Yep. That's what I meant by "and then do whatever to make it whole."

 

It just seems weird that they'll allow me to buy it straight from them at the discount...but don't not want to benefit their vendors. I can't blame places like Start Haus from dumping them when customers can get items from them cheaper than the local vendor.

post #23 of 29
Quote:
Originally Posted by Smartyiak View Post

Yep. That's what I meant by "and then do whatever to make it whole."

 

It just seems weird that they'll allow me to buy it straight from them at the discount...but don't not want to benefit their vendors. I can't blame places like Start Haus from dumping them when customers can get items from them cheaper than the local vendor.

 

We happen to like PG as a brand and the stuff that we buy from them fits well enough. However, PG is such a huge brand that they seem to have little concern for their smaller dealers. REI is one thing but StartHaus for sure is something else. We sell 10X as much volume in skis alone as we do in outerwear. Because we cannot afford the luxury of competing against the supplier for the small amount of clothing business we do, the PG brand is just no longer a fit for us.

 

SJ

post #24 of 29
Quote:
Originally Posted by SierraJim View Post

 

We happen to like PG as a brand and the stuff that we buy from them fits well enough. However, PG is such a huge brand that they seem to have little concern for their smaller dealers. REI is one thing but StartHaus for sure is something else. We sell 10X as much volume in skis alone as we do in outerwear. Because we cannot afford the luxury of competing against the supplier for the small amount of clothing business we do, the PG brand is just no longer a fit for us.

 

SJ


It has to be tough as well for you guys, with the outlet just down the road in Reno. 

post #25 of 29

Just to be clear, I'm not bashing the product at all. I own a bunch of their gear and love most of it. My favorite piece of gear I've ever purchased is the down sweater I bought 4yrs ago; when it needs to be replaced, more than likely, I'll get another.

post #26 of 29
Quote:
Originally Posted by WC68 View Post

I checked out the sale, but most things size L seemed to go very quickly.
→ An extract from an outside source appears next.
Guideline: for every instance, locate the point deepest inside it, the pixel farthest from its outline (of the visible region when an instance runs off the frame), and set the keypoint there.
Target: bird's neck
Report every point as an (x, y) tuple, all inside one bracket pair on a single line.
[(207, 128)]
Can't really see it being that detrimental to retailers.

 

That's what I found out as well.  And this was only the full winter stuff, which they probably need to move for inventory.

post #27 of 29

Possibly somewhat off-topic, but something worth considering when thinking about buying Patagonia gear: Yvon Chouinard recognized for business ethics and integrity:

http://www.cleveland.com/metro/index.ssf/2013/02/yvon_chouinard_patagonia_found.html

 

To me, that's worth a little money out of my pocket.  

post #28 of 29
I agree with all of the above, Patagonia's sale is ridiculous discounts, but it's almost March so winter is over. They can't sell ski jackets in the spring, certainly not at full price. Just stopped in their store in DC, and the spring stuff is already out in full force. In regards to the fit, I think it has morphed into a horrible template. Not slim or athletic at all anymore... Time was XL was all I needed, now I'm swimming in most XL's but binding in L's... It's rare that something fits great from them.
post #29 of 29

I buy a lot of Patagonia stuff not only because the quality is good, but primarily because I am a rather narrow person.  Other people may wonder about the weird fit, but I'm that guy for whom their fit is perfect.  I've got a shirt I bought 15 years ago that I still wear regularly.  It's a favorite.